I need some help with this problem. I need to solve the differential equation $$xy''+3y'+x^3y=0$$ using power series. I used Frobenius method to expand about $x=0$ since it is an singular regular point. So I assumed a solution $y(x)=\sum_{j=0}^\infty a_jx^{s+j}$. After replacing it on the origina equation I ended up with: $$\sum_{j=0}^\infty a_j(s+j)(s+j-1)x^{s+j-1}+3\sum_{j=0}^\infty a_j(s+j)x^{s+j-1}+\sum_{j=0}^\infty a_jx^{s+j+3}=0$$ In order to equal the exponents of $x$, I expanded the first four terms in the first two series and ended up with the inditial equation: $$s^2+2s=0\Rightarrow s=0 \qquad s=-2$$ Now, because of the fact that the two roots differ by an integer, that means that the higher root will yield a solution while the smaller may or may not.

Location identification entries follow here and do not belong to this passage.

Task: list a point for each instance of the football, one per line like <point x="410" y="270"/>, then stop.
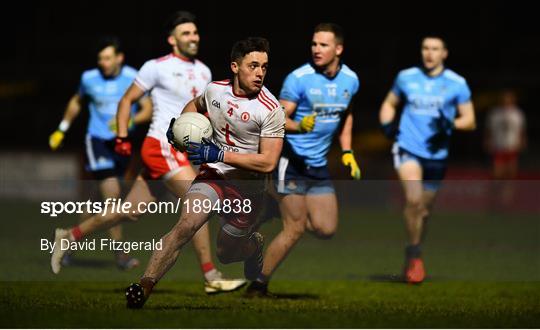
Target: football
<point x="191" y="127"/>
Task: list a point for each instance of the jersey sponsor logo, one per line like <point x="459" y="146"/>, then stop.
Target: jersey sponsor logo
<point x="216" y="104"/>
<point x="234" y="105"/>
<point x="426" y="104"/>
<point x="413" y="85"/>
<point x="315" y="91"/>
<point x="329" y="112"/>
<point x="331" y="89"/>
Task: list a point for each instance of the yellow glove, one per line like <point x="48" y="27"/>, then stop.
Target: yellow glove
<point x="348" y="160"/>
<point x="307" y="123"/>
<point x="114" y="128"/>
<point x="55" y="140"/>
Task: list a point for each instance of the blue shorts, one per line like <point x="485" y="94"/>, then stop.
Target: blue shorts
<point x="294" y="177"/>
<point x="101" y="159"/>
<point x="433" y="170"/>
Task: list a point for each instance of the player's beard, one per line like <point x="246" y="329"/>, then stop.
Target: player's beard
<point x="250" y="89"/>
<point x="190" y="49"/>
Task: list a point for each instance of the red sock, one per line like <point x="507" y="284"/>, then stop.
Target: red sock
<point x="206" y="267"/>
<point x="76" y="232"/>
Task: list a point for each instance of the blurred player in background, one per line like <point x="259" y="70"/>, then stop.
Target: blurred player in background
<point x="435" y="101"/>
<point x="172" y="81"/>
<point x="248" y="128"/>
<point x="506" y="136"/>
<point x="101" y="89"/>
<point x="317" y="100"/>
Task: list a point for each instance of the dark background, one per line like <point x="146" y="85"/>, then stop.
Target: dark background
<point x="494" y="45"/>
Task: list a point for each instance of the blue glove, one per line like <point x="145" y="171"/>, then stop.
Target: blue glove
<point x="170" y="137"/>
<point x="205" y="152"/>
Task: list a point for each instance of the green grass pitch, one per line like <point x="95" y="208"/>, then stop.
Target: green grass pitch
<point x="484" y="271"/>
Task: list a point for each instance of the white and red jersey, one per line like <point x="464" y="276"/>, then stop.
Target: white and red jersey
<point x="506" y="126"/>
<point x="173" y="82"/>
<point x="239" y="122"/>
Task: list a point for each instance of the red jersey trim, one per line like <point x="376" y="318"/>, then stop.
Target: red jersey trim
<point x="185" y="59"/>
<point x="265" y="103"/>
<point x="163" y="58"/>
<point x="222" y="82"/>
<point x="268" y="99"/>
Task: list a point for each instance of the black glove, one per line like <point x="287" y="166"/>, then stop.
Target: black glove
<point x="170" y="136"/>
<point x="443" y="127"/>
<point x="390" y="130"/>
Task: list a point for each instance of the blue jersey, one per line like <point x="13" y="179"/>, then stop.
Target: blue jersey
<point x="103" y="95"/>
<point x="430" y="108"/>
<point x="312" y="92"/>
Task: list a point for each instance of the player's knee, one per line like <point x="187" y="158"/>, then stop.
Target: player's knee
<point x="324" y="233"/>
<point x="225" y="256"/>
<point x="415" y="203"/>
<point x="295" y="231"/>
<point x="112" y="217"/>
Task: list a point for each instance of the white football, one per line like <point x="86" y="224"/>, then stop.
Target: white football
<point x="191" y="127"/>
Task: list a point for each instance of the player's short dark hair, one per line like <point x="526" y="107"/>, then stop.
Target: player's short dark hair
<point x="109" y="41"/>
<point x="252" y="44"/>
<point x="179" y="17"/>
<point x="435" y="36"/>
<point x="331" y="27"/>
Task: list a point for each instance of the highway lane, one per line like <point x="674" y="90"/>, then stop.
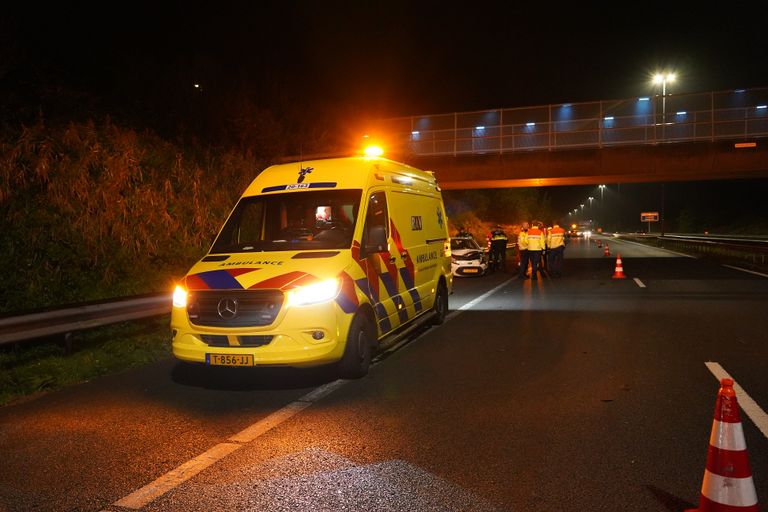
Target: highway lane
<point x="583" y="392"/>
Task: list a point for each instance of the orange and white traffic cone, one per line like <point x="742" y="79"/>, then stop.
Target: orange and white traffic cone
<point x="619" y="272"/>
<point x="727" y="485"/>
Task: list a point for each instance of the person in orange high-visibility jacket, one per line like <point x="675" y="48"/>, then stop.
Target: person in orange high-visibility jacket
<point x="536" y="243"/>
<point x="522" y="248"/>
<point x="556" y="245"/>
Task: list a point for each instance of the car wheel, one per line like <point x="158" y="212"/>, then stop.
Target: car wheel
<point x="441" y="305"/>
<point x="359" y="348"/>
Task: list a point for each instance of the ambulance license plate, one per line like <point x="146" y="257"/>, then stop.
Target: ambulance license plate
<point x="229" y="359"/>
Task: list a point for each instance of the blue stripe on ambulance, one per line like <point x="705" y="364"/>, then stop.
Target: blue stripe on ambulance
<point x="220" y="280"/>
<point x="384" y="324"/>
<point x="402" y="311"/>
<point x="411" y="289"/>
<point x="389" y="283"/>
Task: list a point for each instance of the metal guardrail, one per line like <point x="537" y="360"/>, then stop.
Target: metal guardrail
<point x="753" y="250"/>
<point x="66" y="320"/>
<point x="726" y="115"/>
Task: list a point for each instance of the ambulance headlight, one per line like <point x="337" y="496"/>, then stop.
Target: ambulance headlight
<point x="179" y="297"/>
<point x="313" y="293"/>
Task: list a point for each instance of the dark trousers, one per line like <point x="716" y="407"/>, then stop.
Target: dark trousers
<point x="498" y="254"/>
<point x="523" y="262"/>
<point x="556" y="260"/>
<point x="535" y="257"/>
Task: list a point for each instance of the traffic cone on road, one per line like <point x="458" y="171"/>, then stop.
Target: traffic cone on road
<point x="727" y="485"/>
<point x="619" y="272"/>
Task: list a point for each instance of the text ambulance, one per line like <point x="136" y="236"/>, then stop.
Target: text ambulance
<point x="318" y="262"/>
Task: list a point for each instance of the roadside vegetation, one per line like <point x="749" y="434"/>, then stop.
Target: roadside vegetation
<point x="44" y="365"/>
<point x="92" y="211"/>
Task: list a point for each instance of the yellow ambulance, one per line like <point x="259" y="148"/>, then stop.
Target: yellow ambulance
<point x="318" y="263"/>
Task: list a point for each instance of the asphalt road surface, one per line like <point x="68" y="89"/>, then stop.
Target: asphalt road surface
<point x="579" y="393"/>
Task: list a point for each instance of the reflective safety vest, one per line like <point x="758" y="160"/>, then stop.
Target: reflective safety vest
<point x="536" y="239"/>
<point x="556" y="237"/>
<point x="522" y="240"/>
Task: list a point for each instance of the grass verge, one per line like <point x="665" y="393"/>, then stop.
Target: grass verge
<point x="43" y="365"/>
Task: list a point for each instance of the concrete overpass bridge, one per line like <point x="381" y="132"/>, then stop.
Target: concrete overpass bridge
<point x="702" y="136"/>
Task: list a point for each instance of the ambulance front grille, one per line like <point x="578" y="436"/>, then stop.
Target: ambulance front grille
<point x="234" y="308"/>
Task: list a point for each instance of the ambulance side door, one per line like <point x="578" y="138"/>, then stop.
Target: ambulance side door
<point x="419" y="246"/>
<point x="378" y="260"/>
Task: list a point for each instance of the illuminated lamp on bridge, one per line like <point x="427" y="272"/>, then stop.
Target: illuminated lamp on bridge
<point x="373" y="151"/>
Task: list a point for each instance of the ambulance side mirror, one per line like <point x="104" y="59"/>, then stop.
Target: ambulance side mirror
<point x="376" y="241"/>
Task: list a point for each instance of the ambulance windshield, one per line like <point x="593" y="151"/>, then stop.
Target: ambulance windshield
<point x="291" y="221"/>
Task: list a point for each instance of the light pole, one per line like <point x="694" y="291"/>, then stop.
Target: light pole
<point x="663" y="78"/>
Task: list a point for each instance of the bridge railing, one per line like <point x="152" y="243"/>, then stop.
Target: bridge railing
<point x="728" y="115"/>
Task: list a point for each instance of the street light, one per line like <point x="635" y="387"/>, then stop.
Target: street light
<point x="663" y="78"/>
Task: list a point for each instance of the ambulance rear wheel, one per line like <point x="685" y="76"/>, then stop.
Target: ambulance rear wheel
<point x="359" y="349"/>
<point x="441" y="305"/>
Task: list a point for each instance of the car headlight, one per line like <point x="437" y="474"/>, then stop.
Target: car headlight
<point x="179" y="297"/>
<point x="313" y="293"/>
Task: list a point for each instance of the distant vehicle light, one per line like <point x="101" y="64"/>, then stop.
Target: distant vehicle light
<point x="179" y="297"/>
<point x="373" y="151"/>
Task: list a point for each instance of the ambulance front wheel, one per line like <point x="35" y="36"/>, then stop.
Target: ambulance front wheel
<point x="441" y="304"/>
<point x="359" y="349"/>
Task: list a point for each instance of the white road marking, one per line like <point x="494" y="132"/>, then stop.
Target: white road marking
<point x="749" y="406"/>
<point x="747" y="271"/>
<point x="652" y="247"/>
<point x="477" y="300"/>
<point x="175" y="477"/>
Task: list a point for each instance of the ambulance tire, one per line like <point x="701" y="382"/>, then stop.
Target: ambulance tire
<point x="441" y="304"/>
<point x="359" y="349"/>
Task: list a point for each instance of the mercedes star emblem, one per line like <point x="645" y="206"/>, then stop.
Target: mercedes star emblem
<point x="227" y="309"/>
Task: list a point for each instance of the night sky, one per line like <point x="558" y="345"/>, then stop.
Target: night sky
<point x="387" y="58"/>
<point x="140" y="60"/>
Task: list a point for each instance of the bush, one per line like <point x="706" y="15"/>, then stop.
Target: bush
<point x="91" y="211"/>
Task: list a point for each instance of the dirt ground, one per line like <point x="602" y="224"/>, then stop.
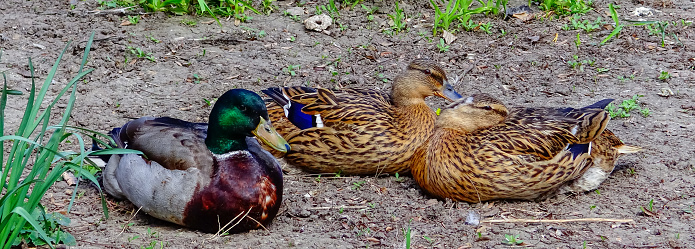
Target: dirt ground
<point x="528" y="66"/>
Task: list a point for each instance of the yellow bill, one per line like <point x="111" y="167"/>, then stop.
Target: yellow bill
<point x="267" y="133"/>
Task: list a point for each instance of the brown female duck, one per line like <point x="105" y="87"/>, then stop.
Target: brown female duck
<point x="482" y="151"/>
<point x="359" y="131"/>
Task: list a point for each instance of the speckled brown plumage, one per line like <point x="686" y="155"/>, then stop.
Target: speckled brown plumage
<point x="482" y="151"/>
<point x="365" y="131"/>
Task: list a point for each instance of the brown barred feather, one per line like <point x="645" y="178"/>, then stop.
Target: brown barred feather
<point x="477" y="154"/>
<point x="365" y="131"/>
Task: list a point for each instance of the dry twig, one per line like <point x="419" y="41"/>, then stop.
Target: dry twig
<point x="559" y="221"/>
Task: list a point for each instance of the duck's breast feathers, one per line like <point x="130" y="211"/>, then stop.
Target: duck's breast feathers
<point x="241" y="184"/>
<point x="173" y="143"/>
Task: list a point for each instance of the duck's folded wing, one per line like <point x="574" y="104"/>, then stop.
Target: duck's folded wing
<point x="173" y="143"/>
<point x="160" y="192"/>
<point x="353" y="107"/>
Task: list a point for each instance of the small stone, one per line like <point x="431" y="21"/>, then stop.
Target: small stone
<point x="295" y="11"/>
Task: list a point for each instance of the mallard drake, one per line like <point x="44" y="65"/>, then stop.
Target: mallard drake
<point x="359" y="131"/>
<point x="481" y="150"/>
<point x="202" y="175"/>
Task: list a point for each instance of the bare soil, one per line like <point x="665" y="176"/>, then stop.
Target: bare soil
<point x="527" y="67"/>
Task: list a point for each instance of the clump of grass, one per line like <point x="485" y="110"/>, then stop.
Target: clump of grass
<point x="442" y="46"/>
<point x="38" y="141"/>
<point x="398" y="19"/>
<point x="458" y="12"/>
<point x="586" y="25"/>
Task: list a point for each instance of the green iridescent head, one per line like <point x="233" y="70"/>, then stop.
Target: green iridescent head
<point x="238" y="114"/>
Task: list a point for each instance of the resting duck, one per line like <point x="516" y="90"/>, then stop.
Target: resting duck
<point x="482" y="151"/>
<point x="202" y="175"/>
<point x="359" y="131"/>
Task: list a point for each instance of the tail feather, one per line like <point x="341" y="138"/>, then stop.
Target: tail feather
<point x="601" y="104"/>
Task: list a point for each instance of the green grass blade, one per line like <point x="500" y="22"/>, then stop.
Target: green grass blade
<point x="205" y="8"/>
<point x="28" y="218"/>
<point x="614" y="14"/>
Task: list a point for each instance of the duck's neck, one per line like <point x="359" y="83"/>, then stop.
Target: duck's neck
<point x="404" y="93"/>
<point x="222" y="145"/>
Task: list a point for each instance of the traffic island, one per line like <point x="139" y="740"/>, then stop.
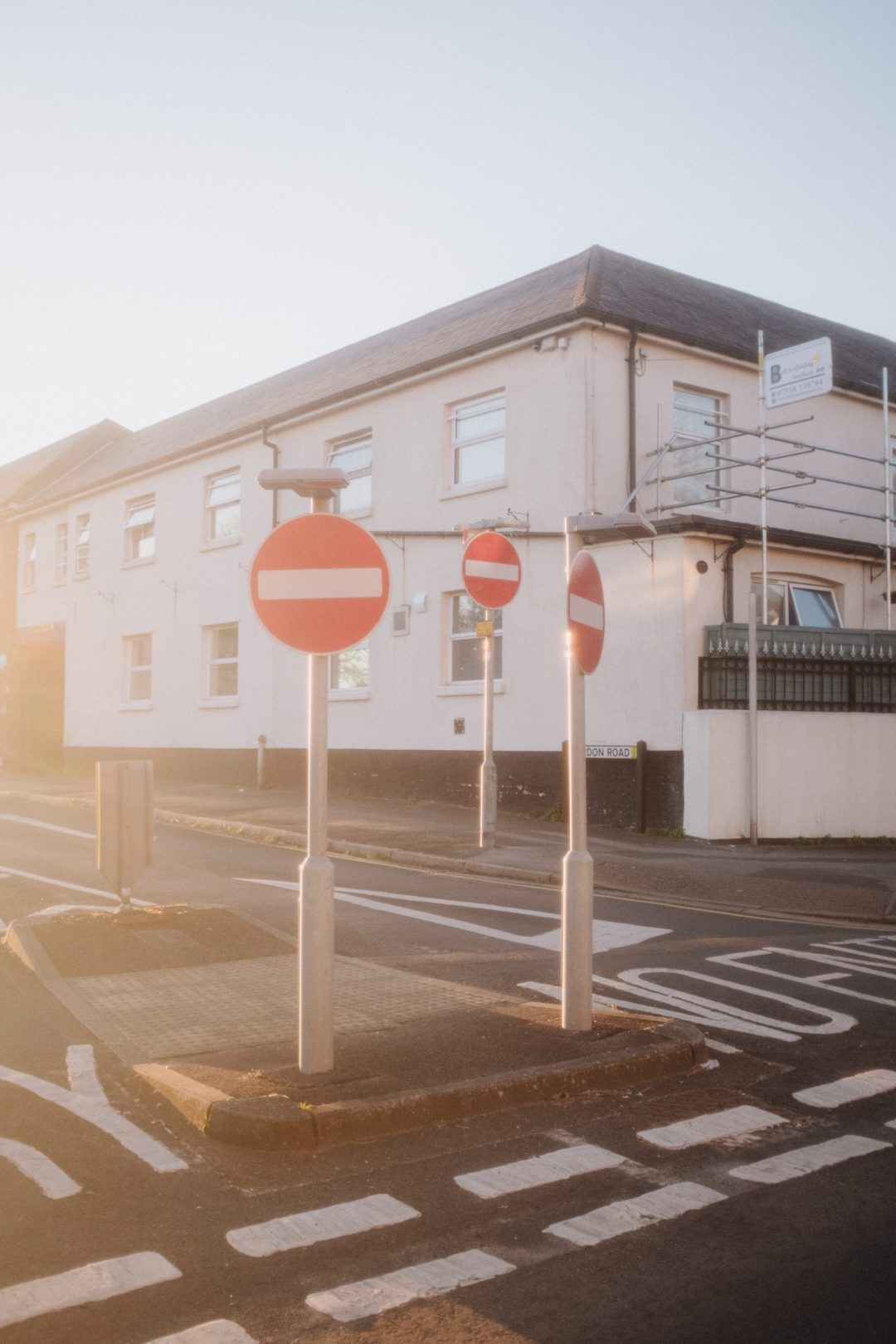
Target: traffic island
<point x="202" y="1004"/>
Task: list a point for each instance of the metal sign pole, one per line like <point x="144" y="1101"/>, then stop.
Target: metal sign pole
<point x="316" y="899"/>
<point x="488" y="771"/>
<point x="577" y="902"/>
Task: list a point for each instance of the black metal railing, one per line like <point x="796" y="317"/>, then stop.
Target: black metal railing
<point x="794" y="683"/>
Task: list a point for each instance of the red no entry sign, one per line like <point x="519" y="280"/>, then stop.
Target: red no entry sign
<point x="490" y="570"/>
<point x="320" y="583"/>
<point x="585" y="611"/>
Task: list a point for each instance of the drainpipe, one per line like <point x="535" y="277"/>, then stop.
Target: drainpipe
<point x="275" y="463"/>
<point x="633" y="453"/>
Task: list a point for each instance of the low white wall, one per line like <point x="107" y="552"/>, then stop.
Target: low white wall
<point x="820" y="774"/>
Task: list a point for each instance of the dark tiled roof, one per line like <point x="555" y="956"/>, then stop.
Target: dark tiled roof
<point x="596" y="284"/>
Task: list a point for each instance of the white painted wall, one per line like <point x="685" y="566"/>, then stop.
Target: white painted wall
<point x="820" y="774"/>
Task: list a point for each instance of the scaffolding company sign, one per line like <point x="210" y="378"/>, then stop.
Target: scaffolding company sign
<point x="798" y="373"/>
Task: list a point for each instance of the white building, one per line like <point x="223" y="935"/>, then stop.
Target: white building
<point x="546" y="398"/>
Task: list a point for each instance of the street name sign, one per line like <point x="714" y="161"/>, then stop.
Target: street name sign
<point x="798" y="373"/>
<point x="585" y="611"/>
<point x="320" y="583"/>
<point x="490" y="570"/>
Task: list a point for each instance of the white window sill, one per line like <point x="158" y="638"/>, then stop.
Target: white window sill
<point x="469" y="689"/>
<point x="494" y="483"/>
<point x="219" y="543"/>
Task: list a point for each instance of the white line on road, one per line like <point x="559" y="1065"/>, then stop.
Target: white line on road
<point x="86" y="1283"/>
<point x="855" y="1088"/>
<point x="561" y="1164"/>
<point x="47" y="825"/>
<point x="370" y="1296"/>
<point x="631" y="1215"/>
<point x="320" y="1225"/>
<point x="37" y="1166"/>
<point x="89" y="1101"/>
<point x="703" y="1129"/>
<point x="210" y="1332"/>
<point x="802" y="1161"/>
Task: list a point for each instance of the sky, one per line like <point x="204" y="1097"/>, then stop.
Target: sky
<point x="197" y="194"/>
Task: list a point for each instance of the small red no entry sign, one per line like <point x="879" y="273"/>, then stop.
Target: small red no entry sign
<point x="585" y="611"/>
<point x="490" y="570"/>
<point x="320" y="583"/>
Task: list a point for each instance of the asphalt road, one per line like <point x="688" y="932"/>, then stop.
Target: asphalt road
<point x="644" y="1242"/>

Thus, for $s=0$ I found that the solution is $$y_1(x)=a_0\sum_{j=0}^\infty\frac{(-1)^j}{2^{2j}(2j+1)!}x^{4j}$$ I'm struggling to find the second solution. I tried to use two methods. The first one by using: $$y_2(x)=y_1(x)\int^x\frac{\exp\left[-\int^{x_2}P(x_1)dx_1\right]}{\left[y_1(x_2)\right]^2}dx_2$$ where $P(x)=\frac{3}{x}$, but I dont know what to do with the term $[y_1(x)]^2$.
The second method I tried was to use the series form of the second solution that my book (Mathematical Methods for physicists, Arfken) gives by writing $P(x)=\sum_{i=-1}^\infty p_ix^i$ and $Q(x)=\sum_{j=-2}^\infty q_jx^j$, replacing that in the integral form of the first method gives $$y_2(x)=y_1(x)\ln|x|+\sum_{j=-n}^\infty d_jx^{j+\alpha}$$ where $n$ is the difference between the two roots of the inditial equation and $\alpha$ is the higher root.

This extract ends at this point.